Clustering algorithms aim to group objects according to their intrinsic characteristics or similarity, finding the structure of the data. Unfortunately, since clustering has an unsupervised approach, learning error cannot be estimated, and model selection and validation have no a standard procedure that guarantees the quality of the results. To solve this problem different validation indices have been proposed. Despite the significant effort made by several authors in the proposal of validation indices for clustering, indices seem to be limited to work only in certain data sets due to the lack of generality. Nowadays, there is still a search of a general index that allows obtaining the natural clusters for problems with different types of distributions. Validation indices have been organized into two types: external criteria and internal criteria. The external criteria use a supervised approach to compare the obtained partitions against the desired partition (class labels). On the other hand, Internal criteria play an important role when there is no information available about the data distribution. These internal criteria focus on assessing characteristics of the obtained data partitions such as clusters compactness, separation, scattering, discordance and density. A lot of internal indices have been proposed since the beginning of clustering and due to this fact, several comparison studies have appeared in literature in order to decide which index is the best. The objectives of this work are to present most of the clustering internal indices (CVIs) that have been proposed until now and to perform a comparative analysis of these CVIs.
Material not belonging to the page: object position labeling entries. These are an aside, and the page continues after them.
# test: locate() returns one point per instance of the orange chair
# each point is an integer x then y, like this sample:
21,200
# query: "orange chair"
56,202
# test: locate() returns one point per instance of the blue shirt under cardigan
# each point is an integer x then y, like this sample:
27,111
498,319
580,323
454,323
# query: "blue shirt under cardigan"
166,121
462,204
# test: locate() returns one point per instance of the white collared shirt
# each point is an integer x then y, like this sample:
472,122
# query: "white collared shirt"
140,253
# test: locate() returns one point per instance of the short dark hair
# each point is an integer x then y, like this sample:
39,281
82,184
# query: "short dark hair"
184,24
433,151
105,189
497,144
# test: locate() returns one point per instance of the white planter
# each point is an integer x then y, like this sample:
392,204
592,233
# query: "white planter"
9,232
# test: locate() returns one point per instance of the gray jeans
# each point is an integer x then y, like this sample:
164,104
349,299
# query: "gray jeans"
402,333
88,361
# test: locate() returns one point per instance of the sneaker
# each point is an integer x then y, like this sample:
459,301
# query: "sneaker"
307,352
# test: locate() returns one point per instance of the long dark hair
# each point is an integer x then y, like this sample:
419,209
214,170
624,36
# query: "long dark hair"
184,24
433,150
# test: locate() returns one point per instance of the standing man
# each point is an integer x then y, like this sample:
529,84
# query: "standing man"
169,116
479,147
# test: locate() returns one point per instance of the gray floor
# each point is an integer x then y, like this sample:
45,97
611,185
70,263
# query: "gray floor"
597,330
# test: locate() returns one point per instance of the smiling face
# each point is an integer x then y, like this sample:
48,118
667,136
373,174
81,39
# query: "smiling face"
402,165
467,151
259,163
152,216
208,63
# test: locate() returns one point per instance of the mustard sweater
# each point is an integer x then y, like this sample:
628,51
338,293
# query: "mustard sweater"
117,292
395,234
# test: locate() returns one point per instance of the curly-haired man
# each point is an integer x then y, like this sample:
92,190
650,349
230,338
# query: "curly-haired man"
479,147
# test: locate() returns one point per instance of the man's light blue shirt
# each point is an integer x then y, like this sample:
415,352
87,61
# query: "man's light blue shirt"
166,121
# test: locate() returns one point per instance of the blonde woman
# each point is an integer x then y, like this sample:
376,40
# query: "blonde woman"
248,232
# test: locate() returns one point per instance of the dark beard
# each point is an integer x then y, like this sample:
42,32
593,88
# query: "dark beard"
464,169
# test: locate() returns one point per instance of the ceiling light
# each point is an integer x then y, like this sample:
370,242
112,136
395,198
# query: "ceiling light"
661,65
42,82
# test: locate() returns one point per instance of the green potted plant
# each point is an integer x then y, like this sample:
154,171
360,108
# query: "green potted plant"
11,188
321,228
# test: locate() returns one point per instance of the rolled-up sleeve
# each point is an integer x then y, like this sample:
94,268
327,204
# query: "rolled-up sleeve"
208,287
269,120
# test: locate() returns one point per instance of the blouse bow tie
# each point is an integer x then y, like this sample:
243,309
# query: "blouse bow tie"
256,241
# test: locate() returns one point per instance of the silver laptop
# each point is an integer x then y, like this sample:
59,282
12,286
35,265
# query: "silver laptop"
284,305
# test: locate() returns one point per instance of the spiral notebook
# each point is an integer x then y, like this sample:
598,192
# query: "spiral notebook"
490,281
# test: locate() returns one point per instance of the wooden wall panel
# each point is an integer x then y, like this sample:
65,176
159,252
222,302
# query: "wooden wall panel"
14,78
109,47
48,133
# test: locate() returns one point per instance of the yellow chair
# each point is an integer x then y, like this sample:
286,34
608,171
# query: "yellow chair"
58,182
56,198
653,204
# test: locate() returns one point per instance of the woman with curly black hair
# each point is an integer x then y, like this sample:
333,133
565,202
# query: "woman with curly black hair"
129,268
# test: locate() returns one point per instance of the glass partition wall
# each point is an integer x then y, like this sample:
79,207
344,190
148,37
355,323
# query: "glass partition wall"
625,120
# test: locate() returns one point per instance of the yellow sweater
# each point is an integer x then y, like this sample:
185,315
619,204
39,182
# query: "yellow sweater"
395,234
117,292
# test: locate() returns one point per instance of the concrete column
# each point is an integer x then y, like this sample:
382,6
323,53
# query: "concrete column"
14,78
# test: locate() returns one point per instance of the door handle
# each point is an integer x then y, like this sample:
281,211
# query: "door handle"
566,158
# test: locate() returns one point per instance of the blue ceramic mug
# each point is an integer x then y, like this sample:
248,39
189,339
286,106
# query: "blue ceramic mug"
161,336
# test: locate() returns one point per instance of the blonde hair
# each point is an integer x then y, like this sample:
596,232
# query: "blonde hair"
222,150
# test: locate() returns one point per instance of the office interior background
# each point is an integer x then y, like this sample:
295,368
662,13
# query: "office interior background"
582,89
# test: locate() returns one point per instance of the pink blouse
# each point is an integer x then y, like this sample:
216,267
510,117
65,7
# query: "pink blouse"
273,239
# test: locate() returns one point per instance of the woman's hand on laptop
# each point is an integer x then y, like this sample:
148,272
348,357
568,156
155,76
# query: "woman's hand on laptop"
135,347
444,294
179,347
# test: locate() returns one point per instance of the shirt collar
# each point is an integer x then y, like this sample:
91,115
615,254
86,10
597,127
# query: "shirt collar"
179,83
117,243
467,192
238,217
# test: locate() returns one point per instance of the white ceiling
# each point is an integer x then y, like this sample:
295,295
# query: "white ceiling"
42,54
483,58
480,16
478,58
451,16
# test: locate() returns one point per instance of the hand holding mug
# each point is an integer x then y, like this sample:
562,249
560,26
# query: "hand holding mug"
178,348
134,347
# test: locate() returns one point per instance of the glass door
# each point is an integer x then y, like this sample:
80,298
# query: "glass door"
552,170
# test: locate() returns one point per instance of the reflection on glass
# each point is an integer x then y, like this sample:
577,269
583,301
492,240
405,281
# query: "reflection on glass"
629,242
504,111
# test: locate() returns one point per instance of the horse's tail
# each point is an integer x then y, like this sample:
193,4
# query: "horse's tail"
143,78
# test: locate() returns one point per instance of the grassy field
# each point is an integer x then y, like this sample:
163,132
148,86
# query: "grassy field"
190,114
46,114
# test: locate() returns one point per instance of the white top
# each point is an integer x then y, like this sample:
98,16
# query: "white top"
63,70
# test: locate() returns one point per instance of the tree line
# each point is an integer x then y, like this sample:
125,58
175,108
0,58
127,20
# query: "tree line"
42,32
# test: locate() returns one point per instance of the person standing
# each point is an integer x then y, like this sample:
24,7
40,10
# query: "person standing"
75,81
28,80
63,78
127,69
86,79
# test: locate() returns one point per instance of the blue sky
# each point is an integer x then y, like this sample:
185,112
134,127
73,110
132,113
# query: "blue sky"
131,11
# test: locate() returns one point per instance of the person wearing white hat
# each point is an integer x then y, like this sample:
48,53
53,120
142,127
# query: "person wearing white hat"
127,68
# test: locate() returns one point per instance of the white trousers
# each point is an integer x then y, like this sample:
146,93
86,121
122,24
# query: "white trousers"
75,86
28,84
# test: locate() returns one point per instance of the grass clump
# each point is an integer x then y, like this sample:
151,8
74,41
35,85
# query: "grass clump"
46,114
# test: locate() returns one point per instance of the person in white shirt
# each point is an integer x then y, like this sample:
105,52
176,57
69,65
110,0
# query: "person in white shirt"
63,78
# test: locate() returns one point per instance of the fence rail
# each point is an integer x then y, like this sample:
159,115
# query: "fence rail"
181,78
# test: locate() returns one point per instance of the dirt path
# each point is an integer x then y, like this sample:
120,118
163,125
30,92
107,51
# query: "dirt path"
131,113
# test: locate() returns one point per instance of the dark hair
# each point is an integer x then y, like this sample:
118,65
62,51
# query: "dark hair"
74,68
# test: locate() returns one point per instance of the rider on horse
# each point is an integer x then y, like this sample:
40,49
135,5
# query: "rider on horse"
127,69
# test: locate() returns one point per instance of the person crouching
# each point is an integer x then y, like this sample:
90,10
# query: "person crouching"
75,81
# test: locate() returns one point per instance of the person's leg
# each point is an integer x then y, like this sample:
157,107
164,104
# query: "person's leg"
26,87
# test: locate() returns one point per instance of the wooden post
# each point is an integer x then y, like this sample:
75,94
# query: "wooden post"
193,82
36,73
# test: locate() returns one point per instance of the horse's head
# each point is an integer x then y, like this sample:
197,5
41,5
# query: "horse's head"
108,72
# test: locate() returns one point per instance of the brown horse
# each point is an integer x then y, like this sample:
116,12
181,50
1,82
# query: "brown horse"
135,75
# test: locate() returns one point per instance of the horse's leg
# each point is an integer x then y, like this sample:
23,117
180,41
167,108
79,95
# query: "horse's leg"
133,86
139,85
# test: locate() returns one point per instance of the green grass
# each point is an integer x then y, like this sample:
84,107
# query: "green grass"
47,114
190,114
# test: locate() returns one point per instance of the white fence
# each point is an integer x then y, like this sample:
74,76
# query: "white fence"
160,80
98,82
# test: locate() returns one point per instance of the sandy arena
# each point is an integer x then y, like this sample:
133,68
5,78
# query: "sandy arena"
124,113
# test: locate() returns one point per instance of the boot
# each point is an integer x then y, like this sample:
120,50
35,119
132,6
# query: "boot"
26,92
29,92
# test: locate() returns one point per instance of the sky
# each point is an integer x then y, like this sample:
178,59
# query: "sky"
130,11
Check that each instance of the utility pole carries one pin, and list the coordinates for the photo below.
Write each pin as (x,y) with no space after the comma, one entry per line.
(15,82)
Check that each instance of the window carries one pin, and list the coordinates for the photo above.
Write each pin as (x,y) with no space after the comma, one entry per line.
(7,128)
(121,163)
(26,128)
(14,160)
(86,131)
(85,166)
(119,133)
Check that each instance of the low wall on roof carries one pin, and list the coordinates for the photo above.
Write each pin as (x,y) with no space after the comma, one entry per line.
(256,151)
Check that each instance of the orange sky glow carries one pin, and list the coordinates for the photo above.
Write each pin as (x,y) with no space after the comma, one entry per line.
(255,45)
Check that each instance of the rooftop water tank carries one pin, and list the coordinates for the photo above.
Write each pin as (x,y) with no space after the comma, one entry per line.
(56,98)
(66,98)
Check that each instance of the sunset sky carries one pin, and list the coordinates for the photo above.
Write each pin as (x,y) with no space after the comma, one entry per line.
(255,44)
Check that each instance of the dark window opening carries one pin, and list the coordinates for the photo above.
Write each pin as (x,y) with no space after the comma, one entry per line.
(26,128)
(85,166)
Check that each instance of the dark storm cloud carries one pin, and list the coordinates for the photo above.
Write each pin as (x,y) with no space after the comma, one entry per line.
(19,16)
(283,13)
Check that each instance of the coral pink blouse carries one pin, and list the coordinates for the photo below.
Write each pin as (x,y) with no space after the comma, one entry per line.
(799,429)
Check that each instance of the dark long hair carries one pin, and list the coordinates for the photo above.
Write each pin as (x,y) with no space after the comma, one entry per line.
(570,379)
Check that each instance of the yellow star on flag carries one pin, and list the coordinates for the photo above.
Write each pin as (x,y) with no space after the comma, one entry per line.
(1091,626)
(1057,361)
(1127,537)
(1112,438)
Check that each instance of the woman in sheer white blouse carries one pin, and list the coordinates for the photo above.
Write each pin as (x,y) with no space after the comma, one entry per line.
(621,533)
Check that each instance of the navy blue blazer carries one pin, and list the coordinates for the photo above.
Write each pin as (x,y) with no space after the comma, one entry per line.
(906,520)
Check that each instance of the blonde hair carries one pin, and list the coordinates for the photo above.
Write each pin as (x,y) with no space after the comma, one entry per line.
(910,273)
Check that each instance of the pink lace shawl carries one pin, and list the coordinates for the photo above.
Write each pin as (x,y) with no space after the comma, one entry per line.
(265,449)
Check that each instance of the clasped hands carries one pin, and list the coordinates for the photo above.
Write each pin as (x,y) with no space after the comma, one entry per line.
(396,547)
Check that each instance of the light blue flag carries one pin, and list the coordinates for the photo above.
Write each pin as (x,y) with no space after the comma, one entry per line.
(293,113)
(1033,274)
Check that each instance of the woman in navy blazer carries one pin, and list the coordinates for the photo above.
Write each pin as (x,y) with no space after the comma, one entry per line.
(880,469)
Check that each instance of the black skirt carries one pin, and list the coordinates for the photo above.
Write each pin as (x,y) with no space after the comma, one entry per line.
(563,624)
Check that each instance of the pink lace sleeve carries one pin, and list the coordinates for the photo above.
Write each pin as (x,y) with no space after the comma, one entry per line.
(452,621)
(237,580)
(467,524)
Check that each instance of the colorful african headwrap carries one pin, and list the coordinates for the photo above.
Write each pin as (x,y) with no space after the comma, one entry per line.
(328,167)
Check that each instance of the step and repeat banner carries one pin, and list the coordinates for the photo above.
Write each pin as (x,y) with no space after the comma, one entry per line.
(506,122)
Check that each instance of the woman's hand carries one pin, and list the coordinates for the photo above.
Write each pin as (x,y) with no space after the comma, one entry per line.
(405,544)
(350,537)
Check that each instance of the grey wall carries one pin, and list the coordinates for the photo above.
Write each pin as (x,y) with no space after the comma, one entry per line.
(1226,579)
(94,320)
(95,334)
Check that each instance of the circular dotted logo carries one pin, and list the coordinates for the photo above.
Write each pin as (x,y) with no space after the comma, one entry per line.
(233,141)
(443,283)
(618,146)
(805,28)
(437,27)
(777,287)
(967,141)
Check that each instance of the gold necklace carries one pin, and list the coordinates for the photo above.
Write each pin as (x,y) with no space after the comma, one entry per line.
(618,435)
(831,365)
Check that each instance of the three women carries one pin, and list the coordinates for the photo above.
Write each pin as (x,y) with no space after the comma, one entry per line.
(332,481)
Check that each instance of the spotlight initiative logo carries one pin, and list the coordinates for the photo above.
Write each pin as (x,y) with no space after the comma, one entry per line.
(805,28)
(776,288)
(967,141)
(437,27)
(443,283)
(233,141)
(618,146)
The indices were grouped and explained according to the approach they are based on. In the comparison methodology, six clustering algorithms were used to generate the candidate partitions. A total of 178737 candidates partitions were obtained. In addition, the effect of the data standardization was also studied. All the codes to reproduce the work is also published. The results show that the performance of the CVIs are low and further research is still required in this field in most of the aspects.